Suharyo menekankan pentingnya perubahan cara pandang para pejabat saat memegang amanah. Jabatan, kata dia, bukan sekadar posisi, melainkan tanggung jawab.
“Kalau dia diberi kesempatan untuk menjabat, harapannya tidak menduduki jabatan,” tutur Suharyo. Ia membedakan antara sekadar menduduki kursi dan mengemban amanah.
“Ketika saya memangku jabatan, beda, jabatan itu saya pangku untuk kebaikan bersama,” imbuhnya. Ia menegaskan kepentingan pribadi tidak boleh mendominasi keputusan pemimpin.
Seruan tobat nasional, menurut Suharyo, tidak hanya ditujukan kepada para pejabat. Ia juga mengajak seluruh elemen masyarakat melakukan refleksi bersama.
Suharyo menyinggung kerusuhan yang terjadi di Jakarta pada Agustus lalu sebagai bagian dari krisis moral bangsa. Peristiwa tersebut, katanya, menjadi pengingat perlunya pertobatan bersama.
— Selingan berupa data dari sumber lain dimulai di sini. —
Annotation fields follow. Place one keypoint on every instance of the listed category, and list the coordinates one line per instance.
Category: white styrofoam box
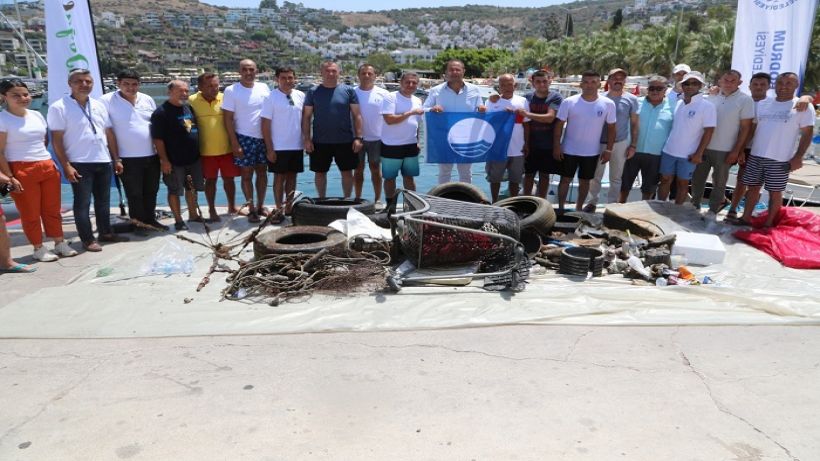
(699, 249)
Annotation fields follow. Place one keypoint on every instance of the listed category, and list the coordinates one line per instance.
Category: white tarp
(70, 44)
(772, 36)
(112, 298)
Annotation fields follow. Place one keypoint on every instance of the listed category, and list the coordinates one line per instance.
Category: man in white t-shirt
(402, 113)
(242, 109)
(282, 131)
(517, 150)
(735, 111)
(692, 127)
(626, 139)
(584, 114)
(370, 104)
(773, 156)
(130, 112)
(86, 146)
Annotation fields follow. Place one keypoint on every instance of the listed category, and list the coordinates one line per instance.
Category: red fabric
(794, 240)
“Maka beberapa waktu yang lalu, ketika sedang ramai-ramai akhir bulan Agustus, saya memberanikan diri untuk mengatakan bangsa ini membutuhkan pertobatan nasional,” ujar Suharyo. Ia menegaskan ajakan tersebut masih relevan hingga kini.
Di momen Natal 2025, Suharyo kembali menekankan pentingnya tobat nasional. Ia menyebut pertobatan sebagai upaya mengembalikan cita-cita kemerdekaan bangsa.
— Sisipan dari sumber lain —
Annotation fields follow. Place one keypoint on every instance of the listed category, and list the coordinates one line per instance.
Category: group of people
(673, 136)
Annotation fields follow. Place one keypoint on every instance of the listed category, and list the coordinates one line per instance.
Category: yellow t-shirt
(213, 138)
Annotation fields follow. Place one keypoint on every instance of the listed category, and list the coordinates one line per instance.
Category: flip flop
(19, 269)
“Mengembalikan cita-cita kemerdekaan kita yang terumuskan dalam Pancasila,” kata Suharyo. Ia juga menyinggung nilai-nilai dalam Pembukaan UUD 1945 sebagai dasar refleksi.
Menurut Suharyo, tobat nasional berakar pada pertobatan batin. Pertobatan tersebut diarahkan untuk memuliakan Tuhan dan membaktikan hidup bagi sesama.
Selain persoalan integritas, Suharyo juga menyoroti kerusakan lingkungan yang memicu bencana. Ia menegaskan pentingnya pertobatan ekologis yang akan terus disuarakan.
“Keuskupan Agung Jakarta memberi perhatian pada yang namanya tanggung jawab untuk menjaga lingkungan hidup,” katanya. Isu pertobatan ekologis disebut akan menjadi perhatian pada 2026.
Suharyo menjelaskan pertobatan ekologis dapat dimulai dari hal sederhana. Salah satu contohnya adalah mengurangi sampah makanan.
“Kalau ambil makanan ya jangan semau-mau matanya, tetapi diambil secukupnya supaya tidak menyisakan sampah,” jelas Suharyo. Ia menyebut langkah kecil tersebut sebagai bagian dari pertobatan ekologis.
Contoh lain yang disampaikan adalah mengurangi penggunaan kantong plastik. Menurutnya, kebiasaan kecil tersebut mencerminkan kepedulian terhadap lingkungan.
“Macam-macam hal kecil seperti itu, salah satu bentuk pertobatan,” tuturnya. Ia menegaskan pertobatan ekologis mencakup seluruh aspek kehidupan manusia.